However, especially in the case of Java, there is also a major disadvantage:

Java/native code combinations are likely to be much less reliable, harder to
write, and perform considerably worse.  This is aggravated by the fact that we
have two conflicting conventions for how to write native code that's callable
from Java.  Neither spec is easy to deal with.  I'm not convinced that either
is precise enough that I could write correct code to it.  There is no
reasonable way to test such code, since failures to obey the spec will with
high probability show up rarely and only on some systems.  And the failures
will be much harder to debug than it is to debug conservative retention
(assuming reasonable tools for both).

As far as I can tell, Java/native code combinations are the norm rather than
the exception at the moment, even if you don't count the runtime system.  I see
no reason for that to change soon for server-side applications.

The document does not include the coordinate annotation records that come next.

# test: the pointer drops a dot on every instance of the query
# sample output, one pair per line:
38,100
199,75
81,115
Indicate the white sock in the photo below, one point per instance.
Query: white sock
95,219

Altogether, it seems to me that a fully accurate collector is often not the
right technical tradeoff for Java.  I want a conservative GC in the presence of
native code.  I think the overall experience with Lisp foreign function
interfaces points in the same direction.

It seems to me that you can actually make this tradeoff dynamically in the
runtime, at least most of the time.  An old generation (mostly) nonmoving,
potentially conservative, collector seems to perform about as well as (or
better than) anything else for in-memory old object collection.  You can add a
copying collector, based on precise type information, for young Java allocated
objects.

At runtime, you have to make a choice between two modes:

1) Use the young generation collector.  Flush the young generation for native
calls.

2) Bypass the young generation.

In either case, anything for which no type information is provided is scanned
conservatively by the old generation collector.  The Java runtime itself
provides type information wherever it can at reasonable cost.  The native code
never sees young generation objects.

This gives you fast allocation of short-lived objects for pure Java apps, which
would presumably always run in mode 1.  Any app that makes frequent native
calls would run in mode 2, thus getting the same performance and reliability
that you get with existing conservative implementations (except that it's not
hard to do better than many of them).

This also makes it much easier to debug the type information generated by the
runtime.  You can run in mode 2, and turn it off selectively until things start
working.

As usual, this is my personal opinion, which has nothing to do with anybody's
product plans, etc.

-- 
Hans-Juergen Boehm
boehm@mti.sgi.com